There was a sharp intake of breath from Princess as they came over the last rise, and Jason found his attention firmly fixed on his own data screen. Oh, to turn the clock back. To look up and see Don sitting in the co-pilot's chair. An intact dome. No Spectran threat. For this to be a training mission, delivering supplies to humanity's furthest outpost. To know they were going back to Earth afterwards to public acclaim, in their own names. To a career exploring the galaxy, not fighting to save it.

He looked up, and the cliff ahead bore the unmistakeable scar of an explosion. Fragments of the dome's plexiglass reflected the setting sun's rays. The twisted remains of a much smaller ship than the Phoenix littered the flat area below the cliff, and abruptly a large green 'X' appeared superposed on the viewscreen image, below the cliff, a way out from it in the flat area initially cleared by the dome staff for use as a runway.

"That do you?" Tiny asked.

"Fine."

It didn't escape his notice that Tiny circled round before dropping down to land neatly in the centre of the area he'd indicated. Leaving the Phoenix nose to wind, in case Rick should have to move it. Tiny was thinking even more defensively than he was.

The landing was whisper-light, as usual, and as the engine note died away Jason took a deep breath and stood up. His first off-world mission in command. First mission that could be called a mission, really. He didn't count escort duty, or indeed patrol. This one was for real, decisions that mattered his to make. His to succeed or fail.

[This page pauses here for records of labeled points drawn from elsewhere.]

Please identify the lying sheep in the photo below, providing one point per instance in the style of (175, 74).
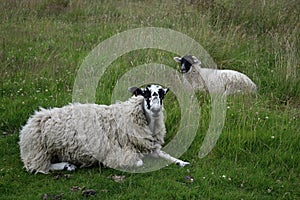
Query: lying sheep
(226, 82)
(118, 135)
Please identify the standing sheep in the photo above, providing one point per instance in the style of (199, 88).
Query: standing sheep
(227, 82)
(117, 135)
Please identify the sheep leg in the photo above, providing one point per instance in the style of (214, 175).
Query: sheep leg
(63, 166)
(166, 156)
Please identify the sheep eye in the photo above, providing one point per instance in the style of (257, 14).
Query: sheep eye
(147, 94)
(161, 93)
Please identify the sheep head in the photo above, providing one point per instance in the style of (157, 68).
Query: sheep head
(153, 96)
(187, 62)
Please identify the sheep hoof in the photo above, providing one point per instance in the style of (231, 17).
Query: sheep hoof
(70, 167)
(182, 163)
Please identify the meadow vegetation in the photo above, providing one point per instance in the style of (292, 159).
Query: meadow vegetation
(43, 43)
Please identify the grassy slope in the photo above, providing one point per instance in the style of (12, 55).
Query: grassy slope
(44, 42)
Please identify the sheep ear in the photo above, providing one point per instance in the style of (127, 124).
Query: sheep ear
(136, 91)
(196, 60)
(177, 59)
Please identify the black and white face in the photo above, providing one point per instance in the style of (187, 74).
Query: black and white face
(186, 62)
(154, 95)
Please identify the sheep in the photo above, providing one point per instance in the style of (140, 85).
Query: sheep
(116, 135)
(228, 82)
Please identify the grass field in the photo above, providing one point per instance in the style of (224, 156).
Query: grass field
(43, 43)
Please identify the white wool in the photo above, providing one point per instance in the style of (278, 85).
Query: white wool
(116, 135)
(227, 82)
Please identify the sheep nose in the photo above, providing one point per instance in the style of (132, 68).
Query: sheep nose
(155, 100)
(183, 69)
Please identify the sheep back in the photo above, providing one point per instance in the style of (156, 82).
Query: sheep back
(116, 135)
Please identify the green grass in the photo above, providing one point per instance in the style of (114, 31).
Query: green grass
(43, 43)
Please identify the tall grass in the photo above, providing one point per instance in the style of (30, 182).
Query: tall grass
(43, 43)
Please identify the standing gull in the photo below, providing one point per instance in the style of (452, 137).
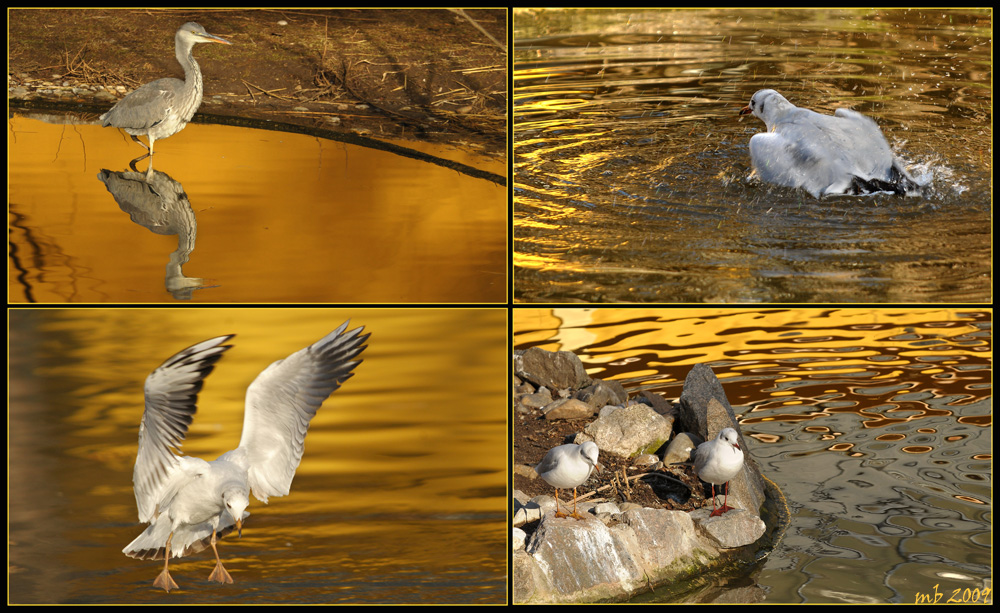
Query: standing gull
(840, 154)
(717, 461)
(190, 503)
(568, 466)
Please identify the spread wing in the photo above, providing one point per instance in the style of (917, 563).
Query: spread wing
(281, 402)
(171, 395)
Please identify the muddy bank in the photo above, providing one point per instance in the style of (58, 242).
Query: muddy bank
(427, 75)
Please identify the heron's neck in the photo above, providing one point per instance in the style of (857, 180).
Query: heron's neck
(192, 73)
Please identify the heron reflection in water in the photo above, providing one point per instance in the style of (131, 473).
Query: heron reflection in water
(162, 108)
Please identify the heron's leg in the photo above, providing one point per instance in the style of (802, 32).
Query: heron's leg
(219, 574)
(136, 139)
(164, 579)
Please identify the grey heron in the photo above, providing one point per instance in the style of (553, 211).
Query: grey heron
(162, 108)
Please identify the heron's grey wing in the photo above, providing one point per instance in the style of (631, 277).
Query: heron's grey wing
(282, 400)
(145, 107)
(171, 395)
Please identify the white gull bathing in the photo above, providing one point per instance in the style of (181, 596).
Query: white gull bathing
(840, 154)
(717, 461)
(190, 503)
(568, 466)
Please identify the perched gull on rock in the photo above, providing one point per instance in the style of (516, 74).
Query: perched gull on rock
(190, 503)
(840, 154)
(717, 461)
(568, 466)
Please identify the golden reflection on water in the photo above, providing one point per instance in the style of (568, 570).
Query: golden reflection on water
(876, 424)
(403, 476)
(268, 217)
(886, 366)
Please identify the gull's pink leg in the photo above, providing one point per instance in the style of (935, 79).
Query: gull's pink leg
(164, 579)
(558, 512)
(219, 574)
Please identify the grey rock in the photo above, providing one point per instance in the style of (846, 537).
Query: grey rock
(555, 370)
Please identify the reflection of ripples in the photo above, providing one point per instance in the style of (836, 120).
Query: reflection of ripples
(875, 424)
(632, 167)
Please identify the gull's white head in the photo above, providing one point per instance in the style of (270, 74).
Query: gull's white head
(589, 451)
(729, 436)
(236, 500)
(768, 106)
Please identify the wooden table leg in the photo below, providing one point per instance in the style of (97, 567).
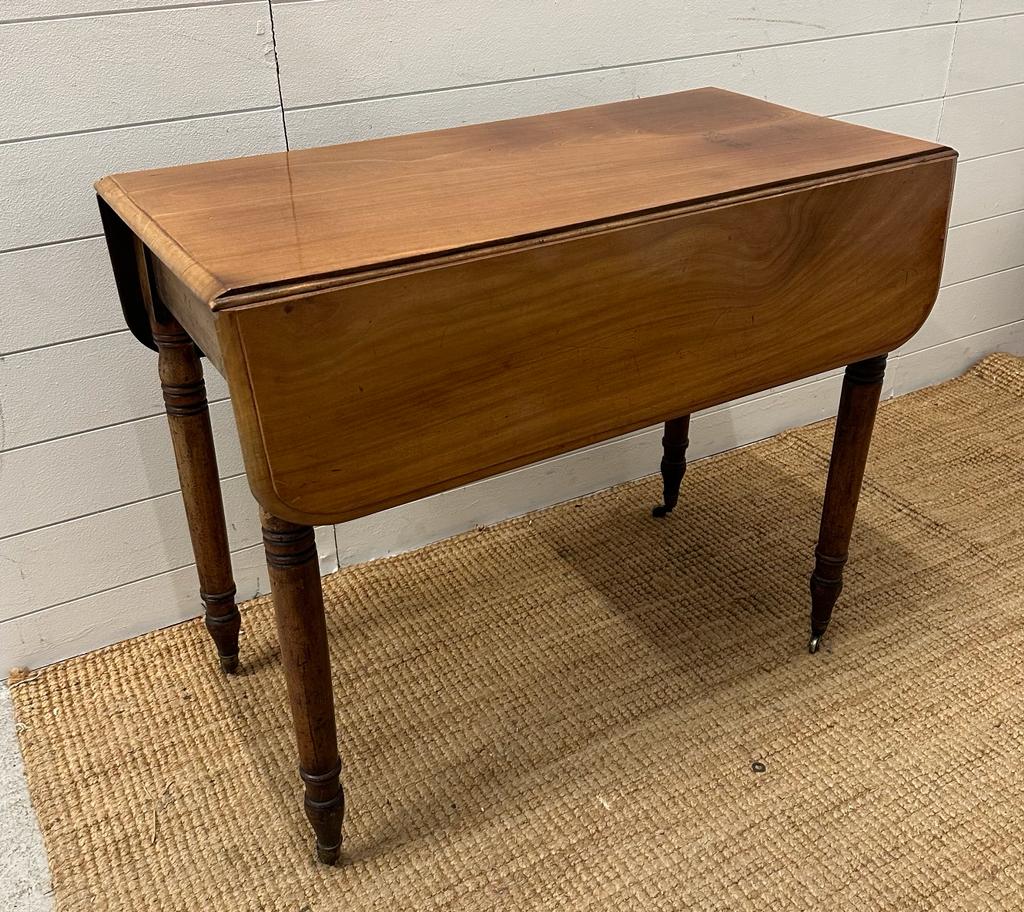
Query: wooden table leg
(298, 602)
(858, 404)
(188, 419)
(674, 445)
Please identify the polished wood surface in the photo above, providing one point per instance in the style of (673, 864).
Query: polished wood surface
(371, 395)
(267, 221)
(400, 316)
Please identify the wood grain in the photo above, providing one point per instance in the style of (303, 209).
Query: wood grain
(371, 395)
(268, 221)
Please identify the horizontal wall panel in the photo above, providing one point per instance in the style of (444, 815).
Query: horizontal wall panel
(848, 74)
(54, 294)
(344, 49)
(48, 182)
(977, 9)
(137, 67)
(987, 54)
(98, 620)
(920, 119)
(15, 10)
(85, 473)
(985, 123)
(988, 186)
(77, 386)
(972, 306)
(951, 358)
(980, 248)
(111, 549)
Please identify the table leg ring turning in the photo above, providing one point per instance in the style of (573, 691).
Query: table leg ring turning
(857, 406)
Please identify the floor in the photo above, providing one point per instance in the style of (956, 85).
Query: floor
(25, 878)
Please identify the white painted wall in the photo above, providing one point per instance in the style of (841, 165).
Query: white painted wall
(92, 537)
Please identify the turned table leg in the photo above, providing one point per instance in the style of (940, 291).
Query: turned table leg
(674, 445)
(188, 419)
(298, 603)
(859, 401)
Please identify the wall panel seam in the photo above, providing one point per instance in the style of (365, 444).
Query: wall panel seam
(96, 13)
(629, 64)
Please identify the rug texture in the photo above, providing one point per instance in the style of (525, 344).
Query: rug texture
(568, 710)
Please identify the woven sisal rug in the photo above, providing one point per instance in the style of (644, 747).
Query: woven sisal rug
(564, 711)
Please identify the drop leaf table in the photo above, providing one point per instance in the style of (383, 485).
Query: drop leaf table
(399, 316)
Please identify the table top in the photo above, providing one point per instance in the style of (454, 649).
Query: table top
(268, 223)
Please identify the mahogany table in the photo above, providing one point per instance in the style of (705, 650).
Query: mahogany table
(399, 316)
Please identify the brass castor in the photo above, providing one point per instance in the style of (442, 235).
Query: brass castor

"Rick, you're staying here. The rest of us - masks and tanks. And make sure they're full - it's a long way to the base and back. Keyop, I want your best guess for the top of that shaft. Princess, I take it we're quiet on the radio front?"

"Reception's poor down here. But there was nothing as we came in."

"Good. Make sure Rick knows what to monitor. Tiny -"

"I know what to do," Rick put in.

Jason turned deliberately back to him. "You're not a radio expert. Listen to her, and pay attention. Martian rock eats our comm signals. Once we go down that hole you're on your own. Tiny, you and I will take a look around."